George Russell believes Mercedes is more patient with its Formula 1 junior drivers compared to Red Bull’s “cutthroat” approach.

Russell, who has had much of his career backed by Mercedes, rose up the single-seater ladder by winning back-to-back titles in GP3 and Formula 2 before earning his F1 bow with Williams for this season.

Speaking about fellow F2 graduate Alexander Albon’s hefty practice crash following Chinese Grand Prix qualifying, Russell said the way Red Bull handles its young driver programme is “a bit more cutthroat compared to usual”.

“Alex is doing a really great job at the moment,” he added. “I think everybody is aware of the pressure that is seen upon Red Bull juniors, so you understand why they are always 120 percent every single time they set foot in the car.

“It’s not that I don’t feel pressure [from Mercedes]. At the end of the day if I am not performing Mercedes aren’t just going to keep me there.

“But when I opened the F2 season in Bahrain last year and it was a poor weekend and the same in GP3 in Barcelona [the year before], the response from Toto [Wolff] was ‘don’t worry about it, it’s the first race and a look season, and make sure you do better next time’.

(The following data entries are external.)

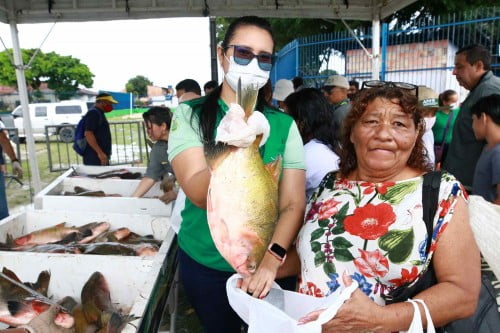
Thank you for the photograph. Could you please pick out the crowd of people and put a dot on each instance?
(350, 190)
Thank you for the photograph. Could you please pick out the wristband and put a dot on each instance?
(277, 251)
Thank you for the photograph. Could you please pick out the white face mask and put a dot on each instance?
(249, 74)
(429, 122)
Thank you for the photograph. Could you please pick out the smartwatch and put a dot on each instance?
(277, 251)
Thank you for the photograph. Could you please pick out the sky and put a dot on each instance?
(165, 51)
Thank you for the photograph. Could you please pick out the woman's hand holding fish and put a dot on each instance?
(261, 282)
(235, 130)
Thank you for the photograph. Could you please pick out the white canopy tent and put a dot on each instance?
(15, 12)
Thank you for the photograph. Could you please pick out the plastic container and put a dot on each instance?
(130, 278)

“I was expecting a bollocking when I walked into his office. I can’t speak for them but it’s the perception looking at history of how they do things.”

Albon, who recovered strongly from his Shanghai setback to record his second consecutive points finish with 10th place on race day, said that he has got used to dealing with pressure after finding himself fighting to seal a full-time contract in F2 last year, having initially only been handed a race-by-race deal.

The British-Thai driver went on to record four victories and finished third in the championship standings behind Russell and McLaren’s Lando Norris.

“I’ve been under pressure before, even last year I was racing for my seat every weekend so I couldn’t sit back,” Albon replied when asked for a response to Russell’s comments.

“I’ve kind of got used to it and I’m quite comfortable in myself and confident in myself so I’m not too worried about that.”

Despite finding himself in a difficult situation amid Williams’ dismal start to 2019, Russell says he sees no reason to apply additional pressure on himself in a bid to impress Mercedes.

“I feel the same amount of pressure entering a qualifying session as I did in F2 or GP3,” Russell explained. “You want to do your best and get the most out of it and I know I’ve just got to do the job.

“There’s no need to add additional pressure to impress anybody more than I am doing. My goal is to get the most out of it and if I do that I’m happy.”